Cutaneous metastases may occur in the setting of widely disseminated disease, or they may be the only sign of metastatic involvement. In a large series of cutaneous metastasis, the skin involvement is the first sign of cancer in 0.8 % of patients with cancer and only 0.23 % also has distant metastases, as in our case. In only three patients, the topographic diagnosis of adenocarcinoma was made at the same time of skin lesions; they had digestive symptoms and they have been studied for the digestive disturbance. Only our patient and the Fereidooni’s patient [4] did not have any gastrointestinal symptoms and could be considered metastases of unknown primary origin. Then, skin involvement is the first manifestation of esophageal cancer in only two patients. In the studies, the unusual capacity for “herald metastasis,” wherein skin involvement is the initial manifestation of an internal malignancy growth, shows that the most frequent sites of primary tumor origin is the lung, kidney, stomach, and internal female genitals.

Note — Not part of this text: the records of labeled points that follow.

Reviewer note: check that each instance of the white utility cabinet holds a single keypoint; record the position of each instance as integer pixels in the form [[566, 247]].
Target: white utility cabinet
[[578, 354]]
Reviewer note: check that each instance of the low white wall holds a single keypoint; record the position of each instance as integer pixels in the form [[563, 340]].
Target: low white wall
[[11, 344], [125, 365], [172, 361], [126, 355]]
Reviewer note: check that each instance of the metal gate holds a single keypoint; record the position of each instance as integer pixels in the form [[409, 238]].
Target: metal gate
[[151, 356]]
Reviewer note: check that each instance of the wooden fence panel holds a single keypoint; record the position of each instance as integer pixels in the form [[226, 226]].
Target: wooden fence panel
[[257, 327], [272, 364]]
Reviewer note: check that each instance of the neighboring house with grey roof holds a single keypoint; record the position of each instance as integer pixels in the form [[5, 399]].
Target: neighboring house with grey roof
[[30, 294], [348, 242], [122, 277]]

Although cancer of internal organs rarely presents with skin metastases, any suspicious lesions with rapid growth should be ruled out as their metastatic origin; also, recent apparition of lesions in oncological patients, non-healing dermal ulcers, persistent indurated erythema, and skin nodules of undetermined cause need to be biopsied as soon as possible. In patients diagnosed with visceral cancer, it is necessary to explore the presence of skin lesions, especially on recent diagnosis, for the presence of cutaneous metastases that can modify tumor staging and change therapeutic approach.